In 2016 several democratic candidates, including Law, were elected to the Hong Kong Legislative Council. They altered their oaths to insult China, which caused Beijing to intervene, tossing them from the body and setting new electoral restrictions.

Finally, mass demonstrations against extradition legislation introduced by Lam in 2019 continued even after she withdrew the measure, demanding her resignation and democracy in Hong Kong. The SAR’s future as a commercial hub appeared to be in doubt. Perhaps worst of all in Beijing’s view, Hong Kongers waved U.S. flags at rallies, seeking Washington’s support. This was anathema to the Chinese leadership. (Imagine how most Americans would react to demonstrators here seeking Beijing’s intervention.)

The PRC had to decide: grant democracy, which was inconceivable; allow continued chaos, which was unacceptable; or destroy the democracy movement, which was preferable. Hence, the NSL and ensuing crackdown. The threat posed by the territory’s democrats to CCP control accelerated Hong Kong’s demise.

Of course, none of these factors justify Beijing’s savage repression. However, Hong Kong’s experience cautions against imagining that Washington could have prevented the tragic evisceration of liberties or can reverse the process. The CCP has a vital interest in maintaining control.

The West still can help, however.
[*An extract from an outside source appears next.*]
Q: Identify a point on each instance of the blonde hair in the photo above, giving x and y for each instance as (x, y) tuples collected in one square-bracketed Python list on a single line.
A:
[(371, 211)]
For example, the Biden administration recently extended and expanded the Deferred Enforced Departure program for those who left the territory. Lee’s government responded by accusing America of “demonstrating sinister intentions and hegemonic bullying” by protecting those who fled its jurisdiction. Washington could announce permanent protection for fleeing Hong Kongers.

Moreover, the U.S. and other states should respond strongly to Chinese overreach within their borders. Meddling in other nations’ political processes, harassing dissidents and emigres, monitoring and threatening Chinese students, committing traditional and cyber espionage, and more require action, preferably multilateral. Here, America’s and its allies’ interests are vital.

Similarly, territorial threats and economic coercion can be influenced through deterrence and retaliation in cooperation with friendly states, which should do much more on their own behalf. Constraining Beijing will not be easy: For instance, Taiwan is a matter of both security and nationalism for the PRC and would be difficult for America to defend. Nor is doing so necessarily worth the cost and risk to the U.S. Nevertheless, Taipei could better arm itself and demonstrate its will to fight, discouraging Chinese aggression.

Hong Kong’s sad fate was not the West’s fault. However, the destruction of liberty there offers important lessons. Most important is the need to recognize the difficulty of forcing any change in domestic Chinese policy. Retaining political control comes before everything else for the CCP. America and other democratic states should focus on defending their societies from PRC threats.